Compared with the previous version, 3DMark 2005 uses Shader Model 2.0x/3.0 instead of Shader Model 1.x, provides full compatibility with Shader Model 2.0, includes more complex tests (over a million polygons per each frame), and employs normal maps. 3DMark 2006 brings support for HDR, Uniform Shadow Maps, and multi-core CPUs. It is overall oriented at Shader Model 3.0, but two out of its four graphics tests work within the Shader Model 2.0 framework.
The difference in the notebooks’ graphics performance is remarkable. The ATI Mobility Radeon X1700 shows itself as a rather fast GPU when powered from the mains (it is also aided by the high-frequency system memory). But as soon as the notebook is disconnected from the wall outlet, it suffers a fourfold performance hit. Note that the CPU tests from 3DMark 2003 and 2005 depend on GPU performance whereas 3DMark 2006 benchmarks the CPU only.
You can also note that the A8Jp didn’t pass the Shader Particles Test. It is because the ATI Radeon X1000 architecture doesn’t support the vertex texture fetch feature, which is only available on the GeForce 6 and 7 architectures.
Next, we tested the notebooks in two modes in Quake 3 :
- 640x480; 16 bit; Vertex Lighting; Low Detail; 16-bit Texture Quality; Bilinear Texture Filter
- 1024x768; 32 bit; Lightmap Lighting; High Detail; 32-bit Texture Quality; Trilinear Texture Filter
And in one mode in Quake 4 :
- Overall Quality – High; Resolution – 1024x768; Format – 4:3; Multi-core Optimization – Yes. Other settings were left default
There was no standard demo record in Quake 4 , so we had to create one by ourselves. We will use it in every following review of notebooks on our site so that different notebooks could be compared under identical conditions.

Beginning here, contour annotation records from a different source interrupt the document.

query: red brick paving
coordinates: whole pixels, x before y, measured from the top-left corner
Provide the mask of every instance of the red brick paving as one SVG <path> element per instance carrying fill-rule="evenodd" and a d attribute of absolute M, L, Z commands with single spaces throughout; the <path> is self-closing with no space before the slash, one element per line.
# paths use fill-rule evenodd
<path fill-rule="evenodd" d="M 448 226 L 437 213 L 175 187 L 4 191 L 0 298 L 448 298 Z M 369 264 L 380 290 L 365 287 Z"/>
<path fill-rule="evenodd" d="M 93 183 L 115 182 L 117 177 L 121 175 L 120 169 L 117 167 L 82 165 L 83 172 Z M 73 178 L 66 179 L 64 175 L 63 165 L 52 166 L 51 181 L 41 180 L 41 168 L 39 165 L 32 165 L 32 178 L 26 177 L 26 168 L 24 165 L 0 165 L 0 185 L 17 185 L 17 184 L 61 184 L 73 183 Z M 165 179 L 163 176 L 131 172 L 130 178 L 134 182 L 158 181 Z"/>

Again, the ATI Mobility Radeon X1700 is very good when powered from the mains, but not from the battery. Nvidia’s GeForce solutions do not suffer a big performance hit on switching to the battery even in Quake 4 , which is not tied to CPU performance. ATI’s solution behaves differently. It slows down greatly to save more power, and even the faster system memory of the A8Jp cannot help it here.